Indirect Taxation Authority of Bosnia and Herzegovina

Agency overview
- Formed: 1 January 2005; 21 years ago
- Type: Revenue service
- Jurisdiction: Council of Ministers of Bosnia and Herzegovina
- Headquarters: Banja Luka, Bana Lazarevića, 78 000
- Agency executive: Zoran Tegeltija, Director;
- Website: uino.gov.ba

= Indirect Taxation Authority of Bosnia and Herzegovina =

Bosnian government agency

The Indirect Taxation Authority of Bosnia and Herzegovina (ITA BiH; Bosnian/Croatian: Uprava za indirektno oporezivanje Bosne i Hercegovine, UIO BiH, Serbian: Управа за индиректно опорезивање Босне и Херцеговине, УИО БиХ) is the national revenue service responsible for the application and implementation of legal regulations related to indirect taxation in Bosnia and Herzegovina.

Within its competences, the ITA is responsible for the collection and distribution of revenues based on import and export duties (customs), excise taxes, value-added tax and all other taxes charged on goods and services, including sales taxes and tolls, other revenues and taxes, implementation of the policy adopted by the Council of Ministers and the opening and management of a single account for the collection and distribution of revenues for the account of the state, entities and district.

==History==
The Law on Indirect Taxation, which was adopted by the Parliamentary Assembly of Bosnia and Herzegovina on 29 December 2003, serves as the legal framework for the establishment of a state body in the field of indirect taxation. On the basis of this law, in 2004, there was a merger of the then entity customs administrations and the Brčko District Administration. At the same time as this process, the Department for Taxes at the state level was formed, the goal of which was to develop and implement a unique value added tax system.
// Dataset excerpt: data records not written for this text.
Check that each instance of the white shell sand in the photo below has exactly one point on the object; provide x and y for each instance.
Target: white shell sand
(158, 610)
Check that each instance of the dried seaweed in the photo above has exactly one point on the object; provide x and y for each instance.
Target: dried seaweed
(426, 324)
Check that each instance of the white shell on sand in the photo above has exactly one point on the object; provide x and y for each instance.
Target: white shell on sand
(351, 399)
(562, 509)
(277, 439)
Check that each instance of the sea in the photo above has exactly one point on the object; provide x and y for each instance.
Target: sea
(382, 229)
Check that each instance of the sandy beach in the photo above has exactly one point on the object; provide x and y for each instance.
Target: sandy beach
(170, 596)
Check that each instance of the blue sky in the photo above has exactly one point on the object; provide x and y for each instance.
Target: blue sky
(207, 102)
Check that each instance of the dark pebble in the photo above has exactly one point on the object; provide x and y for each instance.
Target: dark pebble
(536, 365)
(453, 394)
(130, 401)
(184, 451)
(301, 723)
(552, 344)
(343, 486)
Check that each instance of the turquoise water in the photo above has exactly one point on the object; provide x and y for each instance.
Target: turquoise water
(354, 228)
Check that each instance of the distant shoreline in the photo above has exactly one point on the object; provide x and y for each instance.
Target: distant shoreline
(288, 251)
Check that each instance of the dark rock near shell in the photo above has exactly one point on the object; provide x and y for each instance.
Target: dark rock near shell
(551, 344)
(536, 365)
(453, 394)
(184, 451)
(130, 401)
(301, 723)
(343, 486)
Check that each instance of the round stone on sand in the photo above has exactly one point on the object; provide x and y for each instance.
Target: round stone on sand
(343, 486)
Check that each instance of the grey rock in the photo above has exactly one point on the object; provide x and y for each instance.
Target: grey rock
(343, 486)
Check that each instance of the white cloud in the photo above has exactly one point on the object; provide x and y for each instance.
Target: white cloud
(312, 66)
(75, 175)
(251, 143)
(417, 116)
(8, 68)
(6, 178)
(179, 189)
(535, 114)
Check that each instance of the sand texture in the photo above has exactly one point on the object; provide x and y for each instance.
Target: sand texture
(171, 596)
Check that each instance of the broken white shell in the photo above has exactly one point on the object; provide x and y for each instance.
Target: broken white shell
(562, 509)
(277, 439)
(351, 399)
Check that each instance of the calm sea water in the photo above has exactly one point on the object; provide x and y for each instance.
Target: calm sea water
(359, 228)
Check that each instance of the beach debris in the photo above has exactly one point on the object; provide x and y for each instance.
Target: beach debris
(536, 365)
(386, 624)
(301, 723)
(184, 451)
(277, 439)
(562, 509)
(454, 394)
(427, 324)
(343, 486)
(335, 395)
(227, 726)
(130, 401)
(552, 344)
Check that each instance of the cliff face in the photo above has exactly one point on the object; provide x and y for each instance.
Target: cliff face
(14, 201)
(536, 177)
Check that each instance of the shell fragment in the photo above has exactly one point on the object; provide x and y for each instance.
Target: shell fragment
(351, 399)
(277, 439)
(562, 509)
The date of establishment and the start of work of the ITA is considered as 1 January 2005. In July 2006, the Directorate for Indirect Taxation started with the registration of VAT payers, which represented the final stage of preparations for the introduction of the VAT system.

==Organization==
The headquarters of the ITA is located in Banja Luka and there are also four regional offices in the cities of Sarajevo, Banja Luka, Tuzla and Mostar. From the units of lower organizational levels, there are also customs branches and 59 customs offices. The organizational structure of the ITA consists of sectors and four departments that make up the Cabinet of Directors. The ITA is an independent administrative organization that is responsible for its work to the Council of Ministers of Bosnia and Herzegovina through the board of directors. Zoran Tegeltija has been serving as the ITA's director since June 2023.

==Objectives==
The Indirect Taxation Authority is the only body in Bosnia and Herzegovina responsible for the implementation of legal regulations and the policy of indirect taxation and for the collection and distribution of income from indirect taxes. This body is responsible for the collection of all indirect taxes at the state level, namely: value added taxes, customs duties, excise taxes and tolls. The objectives of the ITA are as follows:

- speeding up the flow of goods and people while simultaneously strengthening control;
- raising the level of security of citizens and developing cooperation with other domestic and international institutions, with the aim of harmonizing procedures and harmonizing legislation according to the requirements of the European Union;
- better exchange of information with other institutions and effective fight against illegal trade and any form of customs or tax fraud.